Speaking on the company’s performance, Mr. Mohamed Al Bastaki, Chairman BENEFIT , stated: “In terms of the financial results for 2024, I am pleased to say that the year gone by has also been proved to be a success in delivering tangible results. Growth rate for 2024 was 19 per cent. Revenue for the year was BD 17 M (US$ 45.3 Million) and net profit was 2 Million ($ 5.3 Million).
Mr. Al Bastaki also announced that the Board had formally adopted a new three-year strategic roadmap to commence in 2025. The strategy encompasses a phased international expansion, optimisation of internal operations, enhanced revenue diversification, long-term sustainability initiatives, and the advancement of innovation and digital transformation initiatives across all service lines.
“I extend my sincere appreciation to the CBB for its continued support of BENEFIT and its pivotal role in fostering a stable and progressive regulatory environment for the Kingdom’s banking and financial sector—an environment that has significantly reinforced Bahrain’s standing as a leading financial hub in the region,” said Mr. Al Bastaki. “I would also like to thank our partner banks and valued customers for their trust, and our shareholders for their ongoing encouragement. The achievements of 2024 set a strong precedent, and I am confident they will serve as a foundation for yet another successful and impactful year ahead.”
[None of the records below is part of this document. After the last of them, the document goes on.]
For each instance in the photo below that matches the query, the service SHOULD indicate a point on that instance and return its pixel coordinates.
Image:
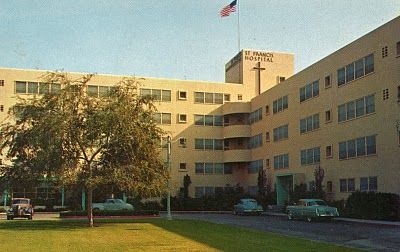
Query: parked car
(20, 208)
(112, 204)
(311, 209)
(247, 206)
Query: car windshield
(318, 203)
(20, 201)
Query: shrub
(374, 206)
(110, 213)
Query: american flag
(226, 11)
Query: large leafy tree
(86, 140)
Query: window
(328, 151)
(369, 64)
(310, 156)
(398, 48)
(162, 118)
(361, 146)
(343, 185)
(309, 91)
(329, 187)
(281, 133)
(328, 116)
(355, 70)
(199, 168)
(208, 144)
(182, 141)
(209, 98)
(351, 187)
(328, 81)
(384, 51)
(255, 141)
(309, 123)
(182, 118)
(280, 104)
(357, 108)
(182, 95)
(281, 161)
(182, 166)
(385, 94)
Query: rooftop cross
(258, 68)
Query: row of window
(355, 70)
(309, 123)
(357, 147)
(309, 91)
(281, 161)
(281, 133)
(280, 104)
(208, 144)
(156, 94)
(255, 116)
(210, 98)
(366, 184)
(28, 87)
(212, 168)
(357, 108)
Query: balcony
(237, 155)
(236, 107)
(232, 131)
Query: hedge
(373, 206)
(111, 213)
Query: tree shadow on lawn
(231, 238)
(42, 225)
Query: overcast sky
(178, 39)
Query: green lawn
(145, 235)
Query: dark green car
(311, 209)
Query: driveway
(360, 235)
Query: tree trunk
(89, 205)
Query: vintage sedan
(311, 209)
(112, 204)
(247, 206)
(20, 208)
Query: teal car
(247, 206)
(311, 209)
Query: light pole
(169, 216)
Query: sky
(177, 39)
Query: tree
(262, 182)
(86, 140)
(186, 183)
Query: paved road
(360, 235)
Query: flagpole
(238, 25)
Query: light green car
(311, 209)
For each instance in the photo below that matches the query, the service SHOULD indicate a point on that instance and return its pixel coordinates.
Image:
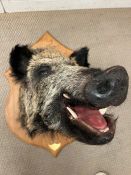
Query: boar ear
(81, 56)
(19, 59)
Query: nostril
(104, 87)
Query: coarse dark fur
(45, 75)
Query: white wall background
(45, 5)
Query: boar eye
(42, 71)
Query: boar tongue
(91, 117)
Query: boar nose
(108, 88)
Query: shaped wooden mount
(53, 144)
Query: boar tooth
(66, 96)
(104, 130)
(103, 111)
(72, 112)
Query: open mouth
(93, 119)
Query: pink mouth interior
(91, 117)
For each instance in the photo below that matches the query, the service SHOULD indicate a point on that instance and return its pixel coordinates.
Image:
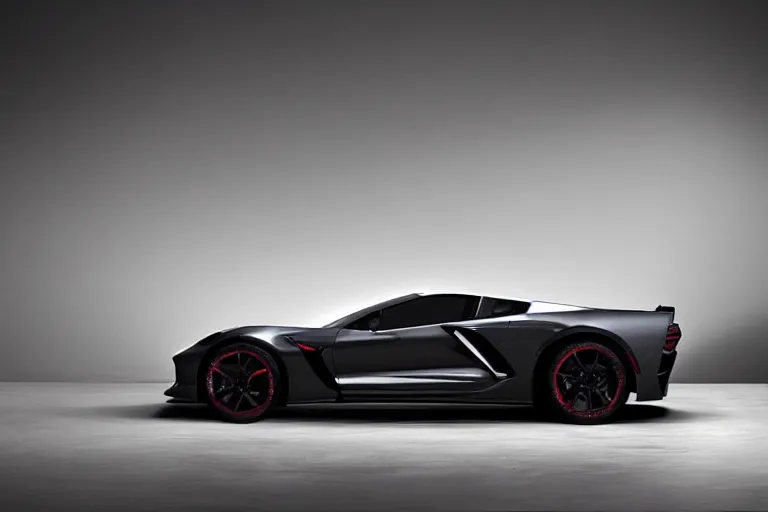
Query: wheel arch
(583, 333)
(251, 340)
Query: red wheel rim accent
(248, 378)
(617, 373)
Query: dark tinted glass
(434, 309)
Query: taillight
(673, 337)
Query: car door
(412, 350)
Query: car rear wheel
(242, 382)
(587, 383)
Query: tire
(242, 383)
(586, 384)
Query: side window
(433, 309)
(502, 307)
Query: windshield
(341, 322)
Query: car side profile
(576, 364)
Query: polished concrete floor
(121, 447)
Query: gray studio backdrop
(170, 169)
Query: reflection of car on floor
(577, 364)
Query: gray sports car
(577, 364)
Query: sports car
(575, 364)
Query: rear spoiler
(667, 309)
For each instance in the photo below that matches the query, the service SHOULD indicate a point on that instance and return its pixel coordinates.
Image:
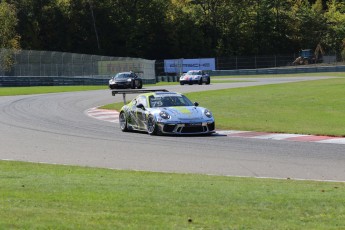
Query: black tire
(208, 81)
(152, 127)
(140, 85)
(123, 122)
(132, 84)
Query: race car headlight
(208, 113)
(164, 115)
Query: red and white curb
(113, 116)
(282, 136)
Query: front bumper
(187, 128)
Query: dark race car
(125, 80)
(195, 77)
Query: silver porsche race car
(166, 113)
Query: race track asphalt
(54, 128)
Chief Executive of BENEFIT; Mr. Abdulwahed AlJanahi commented, “The year 2024 represented another pivotal chapter in BENEFIT ’s evolution. We achieved substantial progress in advancing our digital strategy across multiple sectors, while reinforcing our long-term commitment to the development of Bahrain’s financial services and payments landscape. Throughout the year, we remained firmly aligned with our objective of delivering measurable value to our shareholders, strategic partners, and customers. At the same time, we continued to play an active role in enabling Bahrain’s digital economy by introducing innovative solutions and service enhancements that directly address market needs and future opportunities.”
Mr. AlJanahi affirmed that BENEFIT has successfully developed a robust and well-integrated payment network that connects individuals and businesses across Bahrain, accelerating the adoption of emerging technologies in the banking and financial services sector and reinforcing Bahrain’s position as a growing fintech hub, and added, “Our achievements of the past year reflect a long-term vision to establish a resilient electronic payment infrastructure that supports the Kingdom’s digital economy. Key developments in 2024 included the implementation of central authentication for open banking via BENEFIT Pay”
Mr. AlJanahi concluded by thanking the Board for its strategic direction, the company’s staff for their continued dedication, and the Central Bank of Bahrain, member banks, and shareholders for their valuable partnership and confidence in the company’s long-term vision.